FASTQC contains both 16S and 18S with identical barcodes

Hi a friend of mine asked me to help him process his Ion Torrent sequences. He provided me with a single fastq file and a excel sheet containing sample ID, barcodes and primers. I was planing on using trim.seqs in order to demultiplex the sequences but run into a problem due to the sample set-up.

I realised that the fastq contains both 16S and 18S sequences. My friend has sequenced 8 samples twice, once with 16S primers and second time with 18S primers and they are all in one fastq file.

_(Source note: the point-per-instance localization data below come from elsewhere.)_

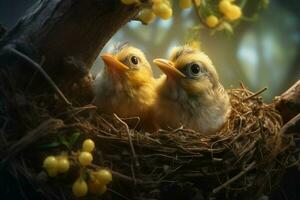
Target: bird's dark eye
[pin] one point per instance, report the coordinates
(195, 69)
(134, 60)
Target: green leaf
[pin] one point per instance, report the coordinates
(63, 141)
(50, 145)
(73, 138)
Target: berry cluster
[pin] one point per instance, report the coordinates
(160, 8)
(230, 11)
(93, 181)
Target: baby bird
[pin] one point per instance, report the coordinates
(125, 86)
(189, 93)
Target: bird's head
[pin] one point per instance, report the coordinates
(128, 64)
(189, 69)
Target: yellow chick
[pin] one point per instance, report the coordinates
(189, 94)
(125, 86)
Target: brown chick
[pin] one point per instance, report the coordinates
(189, 93)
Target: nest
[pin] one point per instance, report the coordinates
(244, 160)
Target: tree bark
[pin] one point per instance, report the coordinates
(62, 29)
(288, 103)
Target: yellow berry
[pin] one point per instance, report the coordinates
(79, 188)
(157, 1)
(147, 16)
(50, 162)
(162, 10)
(233, 13)
(52, 172)
(212, 21)
(85, 158)
(102, 189)
(63, 165)
(183, 4)
(198, 2)
(128, 2)
(104, 176)
(88, 145)
(224, 6)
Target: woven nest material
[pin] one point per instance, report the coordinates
(244, 160)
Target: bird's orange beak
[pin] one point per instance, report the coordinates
(168, 68)
(113, 63)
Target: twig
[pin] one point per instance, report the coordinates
(227, 183)
(255, 94)
(130, 141)
(41, 70)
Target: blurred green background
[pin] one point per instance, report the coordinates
(260, 53)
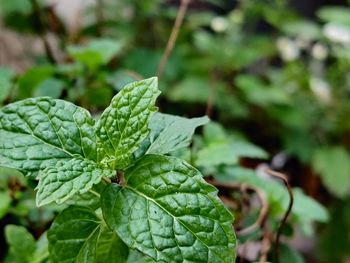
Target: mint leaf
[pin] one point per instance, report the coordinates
(37, 133)
(110, 247)
(167, 211)
(21, 242)
(169, 133)
(73, 235)
(61, 182)
(124, 124)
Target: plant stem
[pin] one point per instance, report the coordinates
(173, 36)
(288, 211)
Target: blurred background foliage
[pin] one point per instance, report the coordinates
(273, 76)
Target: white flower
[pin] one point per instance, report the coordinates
(337, 33)
(319, 51)
(321, 89)
(219, 24)
(288, 49)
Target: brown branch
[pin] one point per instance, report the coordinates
(173, 36)
(284, 178)
(41, 31)
(262, 215)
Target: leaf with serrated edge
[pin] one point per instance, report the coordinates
(124, 124)
(21, 242)
(66, 179)
(37, 133)
(167, 211)
(170, 133)
(110, 247)
(73, 235)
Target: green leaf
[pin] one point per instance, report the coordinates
(5, 83)
(5, 202)
(335, 14)
(68, 178)
(96, 53)
(37, 133)
(333, 165)
(290, 255)
(137, 257)
(124, 124)
(42, 249)
(50, 87)
(110, 247)
(170, 133)
(73, 235)
(21, 242)
(306, 209)
(228, 153)
(32, 78)
(167, 211)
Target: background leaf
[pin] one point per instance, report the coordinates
(157, 213)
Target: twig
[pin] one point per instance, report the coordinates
(263, 201)
(41, 32)
(262, 215)
(173, 36)
(288, 211)
(211, 98)
(265, 246)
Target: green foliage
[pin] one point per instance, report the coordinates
(124, 124)
(161, 198)
(273, 80)
(23, 247)
(58, 144)
(96, 53)
(333, 165)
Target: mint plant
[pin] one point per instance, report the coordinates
(123, 190)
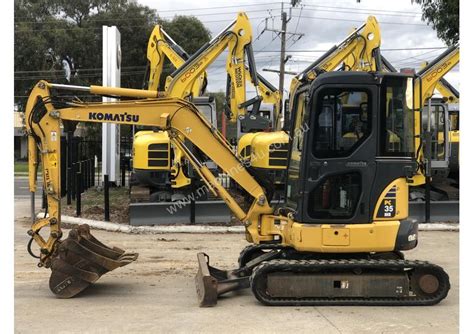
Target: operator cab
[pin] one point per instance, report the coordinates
(352, 145)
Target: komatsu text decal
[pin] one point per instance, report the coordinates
(388, 208)
(114, 117)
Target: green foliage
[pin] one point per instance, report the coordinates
(443, 15)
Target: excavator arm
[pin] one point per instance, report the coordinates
(161, 45)
(237, 39)
(357, 52)
(176, 116)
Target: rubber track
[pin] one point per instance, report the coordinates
(252, 248)
(309, 266)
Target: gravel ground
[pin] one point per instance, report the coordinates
(157, 294)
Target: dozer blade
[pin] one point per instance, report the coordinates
(81, 260)
(212, 282)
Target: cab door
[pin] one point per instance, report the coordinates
(340, 155)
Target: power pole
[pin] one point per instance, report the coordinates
(283, 33)
(284, 21)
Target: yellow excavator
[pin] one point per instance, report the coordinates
(450, 96)
(339, 236)
(267, 151)
(434, 121)
(153, 154)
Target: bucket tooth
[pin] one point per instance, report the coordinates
(81, 260)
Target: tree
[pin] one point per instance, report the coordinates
(443, 15)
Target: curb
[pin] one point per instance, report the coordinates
(115, 227)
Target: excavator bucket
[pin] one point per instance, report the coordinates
(212, 282)
(81, 260)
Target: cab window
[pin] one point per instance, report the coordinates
(342, 123)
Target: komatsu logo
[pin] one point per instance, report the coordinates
(238, 77)
(191, 71)
(97, 116)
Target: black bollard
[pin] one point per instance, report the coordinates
(78, 194)
(106, 198)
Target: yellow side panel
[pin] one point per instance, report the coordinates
(393, 202)
(336, 236)
(141, 149)
(375, 237)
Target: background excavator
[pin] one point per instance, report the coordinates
(159, 171)
(337, 239)
(436, 123)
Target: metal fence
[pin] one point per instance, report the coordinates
(81, 167)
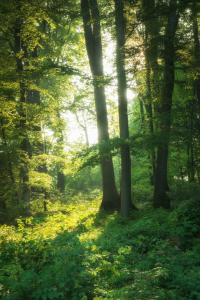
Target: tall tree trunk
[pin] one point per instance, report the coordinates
(84, 127)
(126, 202)
(23, 117)
(60, 174)
(196, 48)
(160, 196)
(111, 199)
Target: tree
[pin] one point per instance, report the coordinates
(160, 196)
(91, 21)
(126, 202)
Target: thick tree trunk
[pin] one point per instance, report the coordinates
(92, 31)
(126, 202)
(160, 196)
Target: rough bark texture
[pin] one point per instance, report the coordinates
(196, 48)
(92, 32)
(60, 175)
(126, 203)
(160, 196)
(24, 142)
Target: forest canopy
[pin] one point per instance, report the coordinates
(99, 149)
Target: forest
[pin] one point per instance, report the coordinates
(99, 149)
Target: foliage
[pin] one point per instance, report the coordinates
(76, 251)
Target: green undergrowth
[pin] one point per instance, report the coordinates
(77, 252)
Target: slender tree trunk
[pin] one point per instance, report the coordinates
(60, 175)
(8, 156)
(196, 47)
(23, 115)
(160, 196)
(84, 127)
(126, 202)
(92, 31)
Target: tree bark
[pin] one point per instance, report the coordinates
(196, 48)
(160, 196)
(23, 118)
(126, 203)
(90, 14)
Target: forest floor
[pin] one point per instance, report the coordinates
(75, 251)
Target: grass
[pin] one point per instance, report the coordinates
(76, 252)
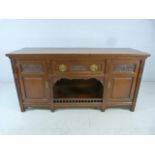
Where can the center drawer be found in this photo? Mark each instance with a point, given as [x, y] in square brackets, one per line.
[78, 66]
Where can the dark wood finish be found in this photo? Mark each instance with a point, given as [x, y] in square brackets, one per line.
[84, 78]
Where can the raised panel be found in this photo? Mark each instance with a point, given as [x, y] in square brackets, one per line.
[78, 67]
[121, 87]
[34, 87]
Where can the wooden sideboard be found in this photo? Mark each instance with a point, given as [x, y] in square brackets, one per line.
[77, 77]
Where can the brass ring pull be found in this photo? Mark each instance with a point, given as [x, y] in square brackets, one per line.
[93, 67]
[62, 68]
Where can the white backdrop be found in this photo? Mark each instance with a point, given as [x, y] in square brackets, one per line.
[16, 34]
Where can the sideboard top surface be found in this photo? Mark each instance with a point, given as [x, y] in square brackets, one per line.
[89, 51]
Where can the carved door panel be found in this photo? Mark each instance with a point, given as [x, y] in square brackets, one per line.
[121, 79]
[33, 81]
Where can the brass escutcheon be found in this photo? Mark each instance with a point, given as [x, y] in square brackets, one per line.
[93, 67]
[62, 67]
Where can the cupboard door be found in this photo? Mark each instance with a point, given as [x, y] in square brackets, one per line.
[121, 79]
[33, 81]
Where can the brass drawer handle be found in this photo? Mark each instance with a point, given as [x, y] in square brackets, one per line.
[46, 85]
[93, 67]
[62, 68]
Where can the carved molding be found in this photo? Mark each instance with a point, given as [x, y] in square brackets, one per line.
[32, 68]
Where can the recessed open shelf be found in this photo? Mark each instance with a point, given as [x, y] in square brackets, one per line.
[78, 90]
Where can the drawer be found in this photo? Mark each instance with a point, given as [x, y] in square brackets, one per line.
[78, 67]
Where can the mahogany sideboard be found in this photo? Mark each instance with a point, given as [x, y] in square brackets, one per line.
[77, 77]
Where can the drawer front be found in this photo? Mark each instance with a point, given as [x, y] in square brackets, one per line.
[78, 67]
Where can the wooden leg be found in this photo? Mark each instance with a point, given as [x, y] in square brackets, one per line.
[22, 108]
[103, 107]
[52, 110]
[132, 108]
[52, 107]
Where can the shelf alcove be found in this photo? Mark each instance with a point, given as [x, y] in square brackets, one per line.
[78, 90]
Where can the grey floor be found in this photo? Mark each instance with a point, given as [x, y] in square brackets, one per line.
[77, 121]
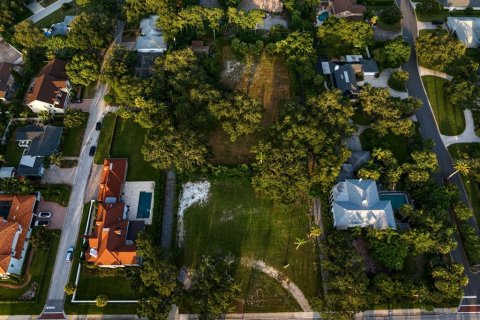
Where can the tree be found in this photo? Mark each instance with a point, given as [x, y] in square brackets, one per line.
[90, 31]
[70, 289]
[83, 69]
[450, 281]
[396, 52]
[239, 116]
[74, 118]
[438, 50]
[28, 35]
[101, 300]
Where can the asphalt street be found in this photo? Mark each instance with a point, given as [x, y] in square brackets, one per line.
[429, 130]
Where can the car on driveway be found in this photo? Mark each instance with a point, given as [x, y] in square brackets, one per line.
[91, 153]
[42, 223]
[44, 215]
[69, 254]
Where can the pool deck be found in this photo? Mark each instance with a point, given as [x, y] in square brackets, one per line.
[131, 195]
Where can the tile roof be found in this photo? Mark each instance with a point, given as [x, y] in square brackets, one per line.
[49, 84]
[112, 179]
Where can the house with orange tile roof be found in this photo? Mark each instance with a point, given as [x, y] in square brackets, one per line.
[16, 215]
[111, 243]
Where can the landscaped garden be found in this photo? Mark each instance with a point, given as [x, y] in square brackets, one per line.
[234, 220]
[450, 118]
[41, 271]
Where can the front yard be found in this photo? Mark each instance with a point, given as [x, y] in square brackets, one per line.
[236, 221]
[450, 118]
[41, 272]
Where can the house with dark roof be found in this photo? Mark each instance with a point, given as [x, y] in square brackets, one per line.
[38, 143]
[112, 243]
[16, 215]
[348, 9]
[49, 91]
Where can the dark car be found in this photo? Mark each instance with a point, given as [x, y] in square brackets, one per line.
[92, 151]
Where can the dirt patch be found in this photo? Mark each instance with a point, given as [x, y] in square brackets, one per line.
[264, 78]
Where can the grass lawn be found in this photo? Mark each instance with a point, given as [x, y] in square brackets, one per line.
[461, 151]
[127, 143]
[41, 270]
[105, 139]
[58, 16]
[59, 193]
[72, 140]
[264, 78]
[450, 118]
[234, 220]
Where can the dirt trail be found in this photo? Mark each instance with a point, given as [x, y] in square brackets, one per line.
[281, 278]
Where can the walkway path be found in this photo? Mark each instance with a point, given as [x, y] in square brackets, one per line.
[167, 223]
[48, 10]
[281, 278]
[467, 136]
[429, 72]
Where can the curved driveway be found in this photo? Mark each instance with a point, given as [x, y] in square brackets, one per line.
[429, 130]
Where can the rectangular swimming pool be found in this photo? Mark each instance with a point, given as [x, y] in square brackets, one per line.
[397, 199]
[144, 204]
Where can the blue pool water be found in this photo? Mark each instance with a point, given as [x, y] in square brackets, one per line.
[144, 204]
[323, 16]
[397, 199]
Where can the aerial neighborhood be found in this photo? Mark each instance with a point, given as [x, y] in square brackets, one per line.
[240, 159]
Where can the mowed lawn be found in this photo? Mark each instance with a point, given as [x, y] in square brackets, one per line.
[450, 118]
[236, 221]
[264, 78]
[127, 142]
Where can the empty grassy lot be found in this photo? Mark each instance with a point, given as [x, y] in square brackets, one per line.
[236, 221]
[264, 78]
[450, 118]
[41, 271]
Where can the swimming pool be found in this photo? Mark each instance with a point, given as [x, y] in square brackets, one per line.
[397, 199]
[144, 204]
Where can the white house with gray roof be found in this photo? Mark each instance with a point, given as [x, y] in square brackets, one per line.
[356, 203]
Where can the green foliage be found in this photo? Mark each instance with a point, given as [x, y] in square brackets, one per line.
[438, 50]
[83, 69]
[28, 35]
[74, 118]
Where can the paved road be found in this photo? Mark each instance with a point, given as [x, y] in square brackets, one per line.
[61, 271]
[429, 130]
[48, 10]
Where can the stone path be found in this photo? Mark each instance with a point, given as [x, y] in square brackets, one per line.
[281, 278]
[467, 136]
[428, 72]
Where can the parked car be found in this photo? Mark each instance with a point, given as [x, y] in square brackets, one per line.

The 16S and 18S samples have identical barcodes, but the primer sequence is different. Is there a way to split the fastq file so I can demultiplex and process the 16S set and the 18 set separately? Can I do it in mothur or should I use “split” or “grep” commands to search for the different primer sequences and split the file based on that?

Thank you very much for your help.

All the best.

In your oligos file, just provide the 16S or 18S primer sequence. After running trim.seqs you should rename the output to indicate which gene’s data is in the file.

Pat

Dear Pat,

thank you so much for such a quick response. If I understand it correctly I am supposed to run the trim.seqs command once with the 16S primer and once with the 18S?

I created the oligo file for the 16S and the 18S sample. Below showing for the 16S.

forward AGAGTTTGATCMTGGCTCAG
#reverse
barcode CTAAGGTAAC BS
barcode TAAGGAGAAC Ps
barcode AAGAGGATTC SS
barcode TACCAAGATC T_05
barcode CAGAAGGAAC T_08
barcode TTCGTGATTC S_6
barcode TTCCGATAAC S_7

I ran the trim.seqs as below:

mothur > trim.seqs(fasta=x.fasta, qfile=x.qual, oligos=16S.oligos)

The original fastq contains over 5 million reads, but after running trim.seqs, I ended up only with 60+ sequences and everything else went into the scrap file.

Have you tried it with pdiffs=2, bdiffs=1?